Audio CODEC choices

D

Don Y 14 years ago

Hi,

I'm looking for ideas for an audio CODEC to use in streaming audio to my "network speakers". I've debugged the system using "raw" 16b samples. But, this wastes a fair bit of bandwidth "needlessly" (?)

Ideally, I am looking for a lossless format that has

*modest* encoding costs and *very* low decoding costs (time+space). I.e., consider a single transcoder feeding a large number of endpoints.

Any "frames" (if present) should be relatively small as I may need to synchronize streams to a fraction of a frame (consequences for space requirements).

Ideally, the decoder should directly support sample interpolation (though this could be done in a post-processing step) to synchronize to a fraction of a sample interval.

Since it is intended for streaming use, there should be no limits on "position" indicators inherent in the format.

I need to be able to split a multitrack source into an equivalent number of single tracks or combine several single tracks into a multitrack stream. The cost for doing so should be low (i.e., AAAAABBBBB is cheaper to encode/decode than ABABABABAB).

[what else have I forgotten?]

Any pointers to existing (unencumbered) algorithms or suggestions as to how to best roll my own?

Thx!

--don

Vote

N

Noob 14 years ago

I'd like to hear what you think of Xiph's latest codec, CELT (Constrained Energy Lapped Transform). AFAIU, it's still in development, but it sounds (ha!) interesting to me (a casual observer).

formatting link

Regards.

Vote

V

Vladimir Vassilevsky 14 years ago

TI "PurePath" Digital Audio.

The prominent american physicist Robert A. Millikan (1868 =96 1953) was=20 also known as a pathologically talkative person. In his name, the main=20 unit of garrulity was called "kan". On this scale, Dr. Millikan scored=20 only 1e-3 kan, or millikan. What is your score, Don ?

[..bla-bla-bla... bla-bla-bla... 2+2=3D4... 0xAA55, >> /dev/null ]

VLV

Vote

D

dp 14 years ago

Vladimir, leave Don alone will you. :-) Were it not for the threads he initiates and the stuff he puts for discussion the group could well have been dead already. We should thank him for what he does actually, come to think of it.

Dimiter

Vote

J

Jim Stewart 14 years ago

LOL

Vote

D

Don Y 14 years ago

AFAIK, they only had wireless solutions. [You can look at CobraNet for a wired commercial offering] Problems include:

- what happens when someone keys a significant RF source nearby (signal is "muted") I.e., you have a vulnerability not present in a wired solution

- how many "active channels" can they support (reliably) before error recovery, bandwidth, etc. suffer noticeably?
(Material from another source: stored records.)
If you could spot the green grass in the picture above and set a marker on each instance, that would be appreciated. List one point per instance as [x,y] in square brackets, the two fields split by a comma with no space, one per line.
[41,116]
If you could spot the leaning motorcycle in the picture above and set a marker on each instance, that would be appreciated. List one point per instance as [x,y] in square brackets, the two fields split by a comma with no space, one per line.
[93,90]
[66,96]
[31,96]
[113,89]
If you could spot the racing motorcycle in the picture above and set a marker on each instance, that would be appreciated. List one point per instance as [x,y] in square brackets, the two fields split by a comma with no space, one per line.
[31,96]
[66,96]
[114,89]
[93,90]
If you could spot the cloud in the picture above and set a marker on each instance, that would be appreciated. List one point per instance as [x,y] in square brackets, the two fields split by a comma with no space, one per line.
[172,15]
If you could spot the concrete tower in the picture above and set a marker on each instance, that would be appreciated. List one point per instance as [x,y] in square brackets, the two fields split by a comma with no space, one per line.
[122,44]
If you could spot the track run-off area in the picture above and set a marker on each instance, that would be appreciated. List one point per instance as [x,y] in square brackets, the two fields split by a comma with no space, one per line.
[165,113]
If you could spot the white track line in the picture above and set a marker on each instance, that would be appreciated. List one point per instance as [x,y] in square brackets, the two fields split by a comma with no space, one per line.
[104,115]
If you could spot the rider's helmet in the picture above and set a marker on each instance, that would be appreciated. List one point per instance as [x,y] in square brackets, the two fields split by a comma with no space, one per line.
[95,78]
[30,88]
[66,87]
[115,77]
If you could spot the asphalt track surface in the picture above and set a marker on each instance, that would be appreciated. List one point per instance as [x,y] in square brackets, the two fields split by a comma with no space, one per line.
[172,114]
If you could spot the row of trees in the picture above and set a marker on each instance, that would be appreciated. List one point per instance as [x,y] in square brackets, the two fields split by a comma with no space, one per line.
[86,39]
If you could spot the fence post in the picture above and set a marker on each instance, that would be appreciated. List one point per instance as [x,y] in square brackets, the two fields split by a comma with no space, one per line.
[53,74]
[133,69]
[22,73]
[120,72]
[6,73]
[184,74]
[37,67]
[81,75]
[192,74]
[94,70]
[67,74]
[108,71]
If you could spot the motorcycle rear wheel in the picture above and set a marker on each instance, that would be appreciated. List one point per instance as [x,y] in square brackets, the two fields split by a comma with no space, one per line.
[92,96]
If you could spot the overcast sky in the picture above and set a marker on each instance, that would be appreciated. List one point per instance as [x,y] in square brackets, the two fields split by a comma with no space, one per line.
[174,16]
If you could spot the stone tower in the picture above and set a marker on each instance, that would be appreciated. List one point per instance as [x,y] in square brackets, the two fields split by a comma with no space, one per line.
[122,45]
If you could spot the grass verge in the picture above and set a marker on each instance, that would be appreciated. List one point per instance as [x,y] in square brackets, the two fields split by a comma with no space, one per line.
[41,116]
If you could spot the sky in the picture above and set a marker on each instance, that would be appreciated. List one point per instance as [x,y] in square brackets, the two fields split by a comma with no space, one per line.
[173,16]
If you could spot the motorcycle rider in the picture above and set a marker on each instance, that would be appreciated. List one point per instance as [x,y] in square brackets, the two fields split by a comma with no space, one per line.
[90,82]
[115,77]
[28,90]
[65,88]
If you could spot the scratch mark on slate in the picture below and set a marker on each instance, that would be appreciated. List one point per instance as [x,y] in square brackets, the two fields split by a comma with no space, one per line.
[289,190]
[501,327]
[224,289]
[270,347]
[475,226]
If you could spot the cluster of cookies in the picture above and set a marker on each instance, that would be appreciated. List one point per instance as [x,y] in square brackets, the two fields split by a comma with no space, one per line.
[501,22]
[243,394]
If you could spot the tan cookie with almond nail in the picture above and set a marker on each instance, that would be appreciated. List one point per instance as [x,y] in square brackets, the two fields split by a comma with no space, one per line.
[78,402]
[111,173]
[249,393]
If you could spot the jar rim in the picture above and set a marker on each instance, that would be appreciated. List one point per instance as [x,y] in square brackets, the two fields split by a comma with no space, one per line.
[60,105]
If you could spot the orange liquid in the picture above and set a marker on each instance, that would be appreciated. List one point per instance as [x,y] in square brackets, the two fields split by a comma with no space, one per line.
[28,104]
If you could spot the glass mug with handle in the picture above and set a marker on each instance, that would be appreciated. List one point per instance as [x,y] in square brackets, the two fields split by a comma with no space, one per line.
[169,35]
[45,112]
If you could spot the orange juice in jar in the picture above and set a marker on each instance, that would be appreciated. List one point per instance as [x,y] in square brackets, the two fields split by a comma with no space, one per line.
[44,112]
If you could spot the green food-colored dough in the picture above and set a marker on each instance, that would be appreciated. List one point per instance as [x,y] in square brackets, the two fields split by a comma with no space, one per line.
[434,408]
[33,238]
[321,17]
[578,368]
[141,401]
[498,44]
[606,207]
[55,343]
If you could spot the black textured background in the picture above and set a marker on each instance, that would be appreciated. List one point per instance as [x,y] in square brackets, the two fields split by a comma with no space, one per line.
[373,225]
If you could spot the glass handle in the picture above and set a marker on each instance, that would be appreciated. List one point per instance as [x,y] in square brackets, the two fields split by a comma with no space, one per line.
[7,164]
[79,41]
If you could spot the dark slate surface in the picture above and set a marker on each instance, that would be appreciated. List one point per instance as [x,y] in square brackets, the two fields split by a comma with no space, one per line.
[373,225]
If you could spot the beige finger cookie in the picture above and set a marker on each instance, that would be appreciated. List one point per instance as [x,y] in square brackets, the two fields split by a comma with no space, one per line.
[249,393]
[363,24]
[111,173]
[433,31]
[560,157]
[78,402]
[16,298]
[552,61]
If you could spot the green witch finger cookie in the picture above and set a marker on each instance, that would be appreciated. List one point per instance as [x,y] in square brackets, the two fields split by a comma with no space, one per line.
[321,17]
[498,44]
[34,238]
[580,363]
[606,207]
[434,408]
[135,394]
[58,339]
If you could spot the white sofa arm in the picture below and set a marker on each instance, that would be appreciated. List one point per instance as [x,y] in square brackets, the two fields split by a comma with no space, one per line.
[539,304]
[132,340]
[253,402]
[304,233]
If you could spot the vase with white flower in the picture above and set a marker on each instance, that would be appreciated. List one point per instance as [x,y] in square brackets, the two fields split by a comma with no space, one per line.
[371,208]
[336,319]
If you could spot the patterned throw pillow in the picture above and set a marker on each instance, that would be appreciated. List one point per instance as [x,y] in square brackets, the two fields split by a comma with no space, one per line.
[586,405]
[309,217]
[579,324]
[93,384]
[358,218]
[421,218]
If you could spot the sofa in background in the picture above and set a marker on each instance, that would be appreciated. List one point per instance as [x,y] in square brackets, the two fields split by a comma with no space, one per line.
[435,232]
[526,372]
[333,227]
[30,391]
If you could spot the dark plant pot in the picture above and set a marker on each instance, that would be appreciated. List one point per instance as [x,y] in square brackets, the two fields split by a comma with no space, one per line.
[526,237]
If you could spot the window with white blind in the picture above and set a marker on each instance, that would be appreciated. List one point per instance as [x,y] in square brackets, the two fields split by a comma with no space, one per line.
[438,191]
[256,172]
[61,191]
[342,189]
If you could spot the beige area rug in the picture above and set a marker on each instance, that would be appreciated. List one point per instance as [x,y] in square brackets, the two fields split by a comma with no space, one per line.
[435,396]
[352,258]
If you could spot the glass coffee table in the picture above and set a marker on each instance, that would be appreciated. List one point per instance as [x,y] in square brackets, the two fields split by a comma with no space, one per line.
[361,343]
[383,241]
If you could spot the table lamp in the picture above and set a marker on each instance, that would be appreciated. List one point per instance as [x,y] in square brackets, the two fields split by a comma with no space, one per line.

- only designed for 2/4 channels of audio (how do you do 5.1 or 7.1?)

- scales poorly (have to add transmitters/masters to get additional "audio program channels")

- range limitations (think: amphitheaters, large convention halls, etc. -- as well as multipath issues in residences)

- limited range of delays (~16-50ms) means you can't sync acoustic waves over distances of ~50 ft (without adding external hardware)

- delays are locked at integral multiples of sample clock and, since the data isn't readily acccessible, you can't easily compensate by ballistic interpolation between samples

- data is fixed at 16b (or worse)

- power must be supplied locally (i.e., you can't deliver power alongside the data)

- where's the *video* counterpart??

Consider different application domains:

- a typical home (parents + 2 kids) would routinely require two "video" programs (2 x 5.1 audio) plus two "audio" programs (2 x 2or4) [since it seems like everyone is either watching their own TV/movie or listening to their own "music"]

- an amphitheater could require dozens of (mono) channels as each channel can be tailored to a particular driver stack located at various temporal displacements from the proscenium

Dunno. Though, if it bothers you, you might consider adding my name to your kill file! I very deliberately maintain a consistent "header" so anyone who is bothered by my posts can free themselves of even the slightest *distraction* or temptation to reply!

[Personally, if I don't want to read something, I just don't *click* on it! :> ]

I get it, Vladimir -- you have nothing constructive to add...

Vote

D

Don Y 14 years ago

-------------------------------^^^^^^^^^

Lossy.

If I need to "compress" the audio to reduce bandwidth/storage/etc. I want that to be a separate design issue. Here, I am looking for a transport protocol that gets "signal" from A to B, reliably, and with manageable costs.

Vote

U

upsidedown 14 years ago

These days, why bother with compression in a real time network ?

For instance 100baseT Ethernet segments are capable of carrying quite a few uncompressed audio channels.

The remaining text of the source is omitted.